Depth estimation is the computer vision task of predicting how far each pixel in an image is from the camera. The output is a depth map — an image of the same size as the input where each pixel encodes distance instead of colour. Depth estimation is foundational for AR, robotics, autonomous driving, computational photography (portrait mode, bokeh), 3D reconstruction and the ControlNet-driven pipelines that use depth as a conditioning input for image generation.
Two main flavours:
- Monocular depth — depth from a single image. Hardest because there are infinite 3D scenes that could produce the same 2D image; modern models lean on learned priors.
- Multi-view / stereo depth — depth from multiple images or a stereo camera pair; geometrically constrained, more accurate.
The 2026 model landscape for monocular depth:
- Depth Anything V2 — strong open-source monocular depth model; popular as the default for ControlNet depth guidance and many vision pipelines.
- MiDaS / DPT — older but still widely deployed; the originals that defined the modern category.
- Marigold — diffusion-based depth estimation; high-quality outputs at higher cost.
- Apple ARKit / Google ARCore — on-device depth via specialised hardware (LiDAR, structured light) plus learned models.
Production use cases:
- Computational photography — portrait mode and bokeh effects in every modern smartphone.
- AR effects — Snap, Instagram, TikTok filters that respect 3D scene structure.
- Autonomous driving and robotics — combined with LiDAR for redundant depth perception.
- 3D reconstruction — depth maps as inputs to mesh and Gaussian splat pipelines.
- Image editing — depth-aware blur, relighting, refocus.

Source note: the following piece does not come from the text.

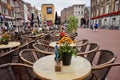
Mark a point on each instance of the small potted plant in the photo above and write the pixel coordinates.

- Image generation control — ControlNet depth conditioning to preserve scene structure when stylising or regenerating an image.
The hard cases:
- Reflective and transparent surfaces — mirrors, glass, water break the assumptions of most depth models.
- Very large or very close objects — most monocular models are most accurate in a middle range.
- Featureless surfaces — blank walls, fog, clear sky give the model nothing to work with.
- Absolute vs relative depth — most monocular models predict relative depth (this pixel is farther than that pixel) without absolute scale; getting metres requires calibration or stereo.
For a US engineering team in 2026, depth estimation has become a commodity capability. Depth Anything V2 runs in real time on consumer GPUs and gives strong results out of the box for almost any indoor or outdoor scene. The deeper integrations live in computational photography pipelines, AR experiences and 3D capture workflows where depth is one input among many. For high-stakes applications (robotics, autonomous vehicles), monocular depth is supplemented or replaced by sensor fusion with LiDAR, radar and stereo cameras for the redundancy that safety-critical systems require.